AN AFTERNOON playing out in the garden turned into a life-saving drama for a young schoolgirl.

Eight-year-old Phoebe Harrison was playing on her trampoline when her mum Wendy suddenly collapsed and suffered a fit.

But the quick-thinking youngster remembered skills she learned on a medical course at James Brindley Primary School and sprang into action.

Phoebe, of Shap Drive, Walkden, rushed to her mum’s side but when her cries for help were unanswered, she ran into the house to get help from her dad.

She then instructed her dad Lee Dawson, 40, to move everything around her mum so she could not hurt herself.

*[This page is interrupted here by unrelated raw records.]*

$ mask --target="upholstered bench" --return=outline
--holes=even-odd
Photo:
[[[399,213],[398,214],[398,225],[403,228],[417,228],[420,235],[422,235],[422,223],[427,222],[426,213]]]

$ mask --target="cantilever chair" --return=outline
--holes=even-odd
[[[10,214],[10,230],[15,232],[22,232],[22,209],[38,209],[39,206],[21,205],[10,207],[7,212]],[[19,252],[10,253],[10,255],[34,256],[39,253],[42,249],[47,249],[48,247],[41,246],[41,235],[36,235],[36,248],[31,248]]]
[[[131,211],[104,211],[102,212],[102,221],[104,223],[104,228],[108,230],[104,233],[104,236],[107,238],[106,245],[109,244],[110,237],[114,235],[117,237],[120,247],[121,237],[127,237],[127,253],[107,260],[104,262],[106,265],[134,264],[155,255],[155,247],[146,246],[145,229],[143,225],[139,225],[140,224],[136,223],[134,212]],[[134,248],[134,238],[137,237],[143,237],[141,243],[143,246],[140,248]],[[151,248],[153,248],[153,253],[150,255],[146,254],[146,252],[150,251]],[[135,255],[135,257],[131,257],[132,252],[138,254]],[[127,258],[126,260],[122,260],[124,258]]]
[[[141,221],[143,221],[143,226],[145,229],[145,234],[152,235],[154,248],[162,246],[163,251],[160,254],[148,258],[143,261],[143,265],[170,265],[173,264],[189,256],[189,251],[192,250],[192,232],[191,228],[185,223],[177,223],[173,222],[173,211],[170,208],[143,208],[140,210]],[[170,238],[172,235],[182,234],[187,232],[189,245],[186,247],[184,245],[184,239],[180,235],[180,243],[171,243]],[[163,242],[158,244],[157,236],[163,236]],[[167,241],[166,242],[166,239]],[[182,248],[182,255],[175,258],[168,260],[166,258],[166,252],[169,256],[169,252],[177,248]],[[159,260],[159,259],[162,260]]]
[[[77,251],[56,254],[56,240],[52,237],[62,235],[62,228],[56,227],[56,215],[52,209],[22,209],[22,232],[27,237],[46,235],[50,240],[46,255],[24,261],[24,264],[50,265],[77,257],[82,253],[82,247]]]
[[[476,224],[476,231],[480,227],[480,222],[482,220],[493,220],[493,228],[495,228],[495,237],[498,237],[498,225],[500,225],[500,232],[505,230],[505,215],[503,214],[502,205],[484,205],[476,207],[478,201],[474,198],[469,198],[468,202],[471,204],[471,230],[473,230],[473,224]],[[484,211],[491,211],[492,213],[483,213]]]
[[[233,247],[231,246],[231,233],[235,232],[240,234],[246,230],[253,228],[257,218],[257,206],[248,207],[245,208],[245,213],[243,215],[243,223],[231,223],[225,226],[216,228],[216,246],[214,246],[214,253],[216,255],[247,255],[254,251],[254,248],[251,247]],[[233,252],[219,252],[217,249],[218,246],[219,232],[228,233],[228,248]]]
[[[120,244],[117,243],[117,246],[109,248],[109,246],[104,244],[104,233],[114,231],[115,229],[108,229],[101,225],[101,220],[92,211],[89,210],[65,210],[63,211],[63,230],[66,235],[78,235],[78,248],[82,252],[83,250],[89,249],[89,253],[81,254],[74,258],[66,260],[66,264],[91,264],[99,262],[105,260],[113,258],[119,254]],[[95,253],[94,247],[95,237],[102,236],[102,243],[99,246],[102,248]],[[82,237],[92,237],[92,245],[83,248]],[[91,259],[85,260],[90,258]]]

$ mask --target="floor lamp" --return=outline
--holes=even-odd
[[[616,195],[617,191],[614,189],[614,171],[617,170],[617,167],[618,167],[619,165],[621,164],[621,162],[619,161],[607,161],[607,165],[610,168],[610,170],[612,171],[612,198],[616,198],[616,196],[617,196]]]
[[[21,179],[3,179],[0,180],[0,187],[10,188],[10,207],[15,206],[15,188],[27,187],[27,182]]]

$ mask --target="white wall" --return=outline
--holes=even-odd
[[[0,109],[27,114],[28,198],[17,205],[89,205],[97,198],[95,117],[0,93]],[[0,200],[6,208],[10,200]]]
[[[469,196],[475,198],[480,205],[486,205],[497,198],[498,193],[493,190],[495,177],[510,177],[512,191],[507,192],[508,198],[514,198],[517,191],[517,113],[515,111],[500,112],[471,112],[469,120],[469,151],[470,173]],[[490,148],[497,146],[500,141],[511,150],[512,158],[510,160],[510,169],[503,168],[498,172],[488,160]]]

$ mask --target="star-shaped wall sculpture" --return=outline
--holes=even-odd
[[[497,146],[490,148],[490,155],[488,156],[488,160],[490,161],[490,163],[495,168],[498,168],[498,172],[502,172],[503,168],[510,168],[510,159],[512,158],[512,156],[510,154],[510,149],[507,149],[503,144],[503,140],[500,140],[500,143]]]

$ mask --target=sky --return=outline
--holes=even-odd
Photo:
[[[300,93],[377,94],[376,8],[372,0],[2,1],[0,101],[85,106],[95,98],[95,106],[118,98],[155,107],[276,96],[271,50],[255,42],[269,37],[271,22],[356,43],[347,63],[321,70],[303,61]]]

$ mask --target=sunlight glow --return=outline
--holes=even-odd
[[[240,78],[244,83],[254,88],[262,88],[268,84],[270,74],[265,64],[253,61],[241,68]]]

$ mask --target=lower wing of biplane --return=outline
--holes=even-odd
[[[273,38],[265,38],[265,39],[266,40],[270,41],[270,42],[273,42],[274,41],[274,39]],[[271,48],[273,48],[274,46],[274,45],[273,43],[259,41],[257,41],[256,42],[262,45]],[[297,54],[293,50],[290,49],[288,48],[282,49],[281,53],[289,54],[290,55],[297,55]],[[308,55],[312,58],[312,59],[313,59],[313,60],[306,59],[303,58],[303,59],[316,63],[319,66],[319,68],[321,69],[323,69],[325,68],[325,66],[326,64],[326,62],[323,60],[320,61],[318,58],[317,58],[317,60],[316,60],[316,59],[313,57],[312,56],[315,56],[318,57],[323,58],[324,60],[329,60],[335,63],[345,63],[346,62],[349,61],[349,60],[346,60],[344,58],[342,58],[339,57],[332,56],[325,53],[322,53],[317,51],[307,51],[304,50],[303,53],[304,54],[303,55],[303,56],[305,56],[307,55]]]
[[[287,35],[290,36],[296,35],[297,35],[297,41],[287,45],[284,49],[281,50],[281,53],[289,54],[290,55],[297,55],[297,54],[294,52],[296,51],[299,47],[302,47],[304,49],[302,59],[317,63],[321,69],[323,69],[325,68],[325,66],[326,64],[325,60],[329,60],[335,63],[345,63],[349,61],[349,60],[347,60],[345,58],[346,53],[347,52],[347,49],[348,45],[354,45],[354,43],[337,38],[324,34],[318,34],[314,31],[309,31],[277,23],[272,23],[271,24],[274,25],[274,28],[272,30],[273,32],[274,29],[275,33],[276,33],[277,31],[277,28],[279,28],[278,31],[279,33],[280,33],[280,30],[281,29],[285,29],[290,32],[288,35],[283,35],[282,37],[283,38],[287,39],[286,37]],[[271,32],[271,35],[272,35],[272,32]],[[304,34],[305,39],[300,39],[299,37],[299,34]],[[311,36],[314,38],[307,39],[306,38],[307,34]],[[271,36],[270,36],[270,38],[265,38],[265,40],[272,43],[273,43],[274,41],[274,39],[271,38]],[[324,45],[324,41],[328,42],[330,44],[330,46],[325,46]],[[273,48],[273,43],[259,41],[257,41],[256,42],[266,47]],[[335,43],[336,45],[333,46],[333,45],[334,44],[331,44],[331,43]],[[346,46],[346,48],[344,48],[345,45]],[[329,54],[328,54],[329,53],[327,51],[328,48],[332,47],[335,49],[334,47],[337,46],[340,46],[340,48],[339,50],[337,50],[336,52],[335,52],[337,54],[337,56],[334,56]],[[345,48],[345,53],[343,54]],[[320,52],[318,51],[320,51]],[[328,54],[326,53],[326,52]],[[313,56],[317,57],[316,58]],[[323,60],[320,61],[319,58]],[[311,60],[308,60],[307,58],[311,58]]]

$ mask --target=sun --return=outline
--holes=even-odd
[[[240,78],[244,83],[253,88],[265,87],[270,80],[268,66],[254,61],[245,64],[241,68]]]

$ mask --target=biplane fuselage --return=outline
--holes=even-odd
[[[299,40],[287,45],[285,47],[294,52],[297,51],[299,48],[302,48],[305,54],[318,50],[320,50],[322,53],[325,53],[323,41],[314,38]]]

Phoebe also told her dad, who suffers from muscle tremors in his legs making it difficult to walk, to check her airway before she put her mum in the recovery position.

Lee then rang the ambulance crew who on arrival claimed that Phoebe’s actions could well have saved her mum’s life.

Now Phoebe has been rewarded for her brave actions in February.

She has received two special commendations - one from Heartstart Salford, who run the course she attended at school, for the life support skills she demonstrated and one from the North West Ambulance Service for her quick thinking and courage.

Phoebe said: "I was pleased to win the awards. I felt good for helping my mum.

"The Heartstart course was fun, we learned the recovery position.

"I would definitely do it again."

Wendy, who has since been diagnosed as epileptic, says train-mad Phoebe has since been spoiled rotten and taken on a steam train trip.

The 36-year-old added: "She was an absolute superstar, I didn't realise she had that much in her.

"It brought me to tears when she got her award.

"She did the same again, I was having a fit in the middle of the night and she woke my partner up and got the medicine ready for the ambulance."